Define self-esteem, including contingencies of self-worth. When might the pursuit of self-esteem be harmful to individuals? When might threats to self-esteem be helpful?

Self-Esteem refers to the evaluative component of self-concept ( Baumeister, 1998; Coopersmith, 1967). This is the feelings that one gets when doing self-evaluations. It is how a person sees themselves and judges themselves.

The contingencies of self-worth may be a favorable view of themselves, thinking that they are competent, likable, attractive and successful may help them to believe they are worthy and increase levels of self-esteem. Self-esteem may also be influenced by the expectations of others. The approval of others is one example of the contingencies of self-esteem. Other examples of the contingencies of self-esteem are: appearance, competition, academic competence, family support, virtue and God’s love.

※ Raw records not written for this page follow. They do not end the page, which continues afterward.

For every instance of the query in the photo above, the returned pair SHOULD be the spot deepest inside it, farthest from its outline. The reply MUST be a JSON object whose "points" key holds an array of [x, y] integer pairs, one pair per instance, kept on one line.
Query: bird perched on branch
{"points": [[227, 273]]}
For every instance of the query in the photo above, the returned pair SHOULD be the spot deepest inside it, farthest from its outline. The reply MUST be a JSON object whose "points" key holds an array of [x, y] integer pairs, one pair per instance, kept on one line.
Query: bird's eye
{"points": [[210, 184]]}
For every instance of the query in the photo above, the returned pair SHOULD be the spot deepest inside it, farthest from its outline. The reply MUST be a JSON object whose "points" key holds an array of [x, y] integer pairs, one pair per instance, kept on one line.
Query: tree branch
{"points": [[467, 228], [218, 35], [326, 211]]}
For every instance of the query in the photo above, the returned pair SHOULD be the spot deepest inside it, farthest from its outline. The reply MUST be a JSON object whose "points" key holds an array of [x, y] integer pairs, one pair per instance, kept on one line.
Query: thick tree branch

There is a darker side to self-esteem, people that constantly pursue elevated levels of self-esteem have traits that are similar to those that are associated with materialism. People that make choices based on others perceptions of them rather than what makes they happy are depriving themselves of well-being. They give up their own autonomy, intrinsic motivation, and personally expressive actions.

Threats to self-esteem can also be helpful. While experience threats to self-esteem people may learn to come up with better coping skills than they may have previously possessed. By experiencing these threats, they learn to overcome obstacles in turn, they may actually boost their self-esteem by learning that they are capable of overcoming these challenges.